DataSheet3_Association of DNA Methylation Patterns in 7 Novel Genes With Ischemic Stroke in the Northern Chinese Population.PDF

Background: Ischemic stroke is a highly complex disorder. This study aims to identify novel methylation changes in ischemic stroke. Methods: We carried out an epigenome-wide study of ischemic stroke using an Infinium HumanMethylation 850K array (cases:controls = 4:4). 10 CpG sites in 8 candidate genes from gene ontology analytics top-ranked pathway were selected to validate 850K BeadChip results (cases:controls = 20:20). We further qualified the methylation level of promoter regions in 8 candidate genes (cases:controls = 188:188). Besides, we performed subgroup analysis, dose-response relationship and diagnostic prediction polygenic model of candidate genes. Results: In the discovery stage, we found 462 functional DNA methylation positions to be associated with ischemic stroke. Gene ontology analysis highlighted the “calcium-dependent cell-cell adhesion via plasma membrane cell adhesion molecules” item, including 8 candidate genes (CDH2/PCDHB10/PCDHB11/PCDHB14/PCDHB16/PCDHB3/PCDHB6/PCDHB9). In the replication stage, we identified 5 differentially methylated loci in 20 paired samples and 7 differentially methylated genes (CDH2/PCDHB10/PCDHB11/PCDHB14/PCDHB16/PCDHB3/PCDHB9) in 188 paired samples. Subgroup analysis showed that the methylation level of above 7 genes remained significantly different in the male subgroup, large-artery atherosclerosis subgroup and right hemisphere subgroup. The methylation level of each gene was grouped into quartiles, and Q4 groups of the 7 genes were associated with higher risk of ischemic stroke than Q1 groups (p < 0.05). Besides, the polygenic model showed high diagnostic specificity (0.8723), sensitivity (0.883), and accuracy (0.8777). Conclusion: Our results demonstrate that DNA methylation plays a crucial part in ischemic stroke. The methylation of these 7 genes may be potential diagnostic biomarker for ischemic stroke.

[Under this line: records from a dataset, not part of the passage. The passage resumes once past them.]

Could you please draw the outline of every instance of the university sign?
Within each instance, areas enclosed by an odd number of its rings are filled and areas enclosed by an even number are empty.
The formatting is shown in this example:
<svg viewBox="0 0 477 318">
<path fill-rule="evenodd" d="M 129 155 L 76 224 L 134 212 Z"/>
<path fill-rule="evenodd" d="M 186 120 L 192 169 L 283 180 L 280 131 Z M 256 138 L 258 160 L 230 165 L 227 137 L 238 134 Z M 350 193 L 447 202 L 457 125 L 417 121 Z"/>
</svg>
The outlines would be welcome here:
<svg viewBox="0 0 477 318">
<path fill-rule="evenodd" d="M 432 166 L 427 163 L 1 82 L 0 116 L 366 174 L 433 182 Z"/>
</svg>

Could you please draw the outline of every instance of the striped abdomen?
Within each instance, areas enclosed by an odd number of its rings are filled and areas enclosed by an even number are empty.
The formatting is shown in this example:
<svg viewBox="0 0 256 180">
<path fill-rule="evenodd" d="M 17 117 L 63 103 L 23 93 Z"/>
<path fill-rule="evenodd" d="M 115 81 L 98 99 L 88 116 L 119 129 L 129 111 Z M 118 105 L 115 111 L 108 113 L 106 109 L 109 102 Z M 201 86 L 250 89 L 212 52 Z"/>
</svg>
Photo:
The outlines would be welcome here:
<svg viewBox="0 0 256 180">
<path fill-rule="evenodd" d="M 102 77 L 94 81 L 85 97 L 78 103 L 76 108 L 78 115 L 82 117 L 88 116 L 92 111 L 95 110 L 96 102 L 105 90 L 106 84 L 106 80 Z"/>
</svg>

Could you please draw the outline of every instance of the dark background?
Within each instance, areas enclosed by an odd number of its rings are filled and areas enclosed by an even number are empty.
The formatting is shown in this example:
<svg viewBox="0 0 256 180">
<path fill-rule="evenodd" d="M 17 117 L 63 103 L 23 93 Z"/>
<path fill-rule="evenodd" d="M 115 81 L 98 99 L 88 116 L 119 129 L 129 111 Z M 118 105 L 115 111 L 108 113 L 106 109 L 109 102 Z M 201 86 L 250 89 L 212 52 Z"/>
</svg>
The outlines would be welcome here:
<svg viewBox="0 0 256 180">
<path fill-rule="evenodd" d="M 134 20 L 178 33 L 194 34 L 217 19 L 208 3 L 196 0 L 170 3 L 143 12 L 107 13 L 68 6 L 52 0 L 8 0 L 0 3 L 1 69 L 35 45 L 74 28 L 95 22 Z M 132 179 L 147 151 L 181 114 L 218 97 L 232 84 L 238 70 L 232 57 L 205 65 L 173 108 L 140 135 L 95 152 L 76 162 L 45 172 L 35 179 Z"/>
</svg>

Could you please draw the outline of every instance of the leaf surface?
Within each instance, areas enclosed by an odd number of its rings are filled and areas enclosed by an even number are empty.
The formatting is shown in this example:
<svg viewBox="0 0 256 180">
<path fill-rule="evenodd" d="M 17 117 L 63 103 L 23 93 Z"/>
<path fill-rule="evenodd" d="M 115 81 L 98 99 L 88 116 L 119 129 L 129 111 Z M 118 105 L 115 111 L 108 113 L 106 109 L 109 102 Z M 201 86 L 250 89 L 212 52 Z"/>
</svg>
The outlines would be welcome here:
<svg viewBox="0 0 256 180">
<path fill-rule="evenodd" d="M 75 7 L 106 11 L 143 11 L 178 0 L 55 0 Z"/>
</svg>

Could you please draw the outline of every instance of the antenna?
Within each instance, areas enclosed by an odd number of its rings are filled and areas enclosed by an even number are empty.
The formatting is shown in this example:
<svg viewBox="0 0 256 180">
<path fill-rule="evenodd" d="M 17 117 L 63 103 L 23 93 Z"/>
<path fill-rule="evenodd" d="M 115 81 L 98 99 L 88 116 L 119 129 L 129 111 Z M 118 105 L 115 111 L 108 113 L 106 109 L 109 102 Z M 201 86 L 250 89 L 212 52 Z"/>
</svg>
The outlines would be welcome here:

背景：缺血性脑卒中（Ischemic stroke）是一类高度复杂的疾病。本研究旨在识别缺血性脑卒中中新型的甲基化改变。 方法：本研究采用Infinium HumanMethylation 850K芯片（Infinium HumanMethylation 850K array）开展缺血性脑卒中的表观全基因组研究，病例组与对照组样本量比例为4:4。从基因本体分析（Gene Ontology, GO）排名靠前的通路所涉及的8个候选基因中，选取10个CpG位点（CpG site）以验证850K BeadChip微珠芯片的检测结果，该验证阶段病例组与对照组样本量比例为20:20。进一步对8个候选基因的启动子区域甲基化水平进行定量检测，此阶段病例组与对照组样本量比例为188:188。此外，本研究还针对候选基因开展了亚组分析、剂量反应关系分析及诊断预测多基因模型构建。 结果：在发现阶段，本研究共筛选出462个与缺血性脑卒中相关的功能性DNA甲基化位点。基因本体分析聚焦于"经细胞膜细胞黏附分子介导的钙依赖性细胞间黏附"条目，该条目包含8个候选基因（CDH2/PCDHB10/PCDHB11/PCDHB14/PCDHB16/PCDHB3/PCDHB6/PCDHB9）。在复制阶段，本研究在20例配对样本中鉴定出5个差异甲基化位点，在188例配对样本中鉴定出7个差异甲基化基因（CDH2/PCDHB10/PCDHB11/PCDHB14/PCDHB16/PCDHB3/PCDHB9）。亚组分析显示，上述7个基因的甲基化水平在男性亚组、大动脉粥样硬化亚组及右半球亚组中仍存在显著差异。将每个基因的甲基化水平按四分位数分组后发现，7个基因的Q4组较Q1组缺血性脑卒中发病风险更高（P < 0.05）。此外，构建的多基因模型展现出较高的诊断特异性（0.8723）、灵敏度（0.883）及准确度（0.8777）。 结论：本研究结果证实DNA甲基化在缺血性脑卒中的发生发展中发挥关键作用。上述7个基因的甲基化修饰有望成为缺血性脑卒中潜在的诊断生物标志物（biomarker）。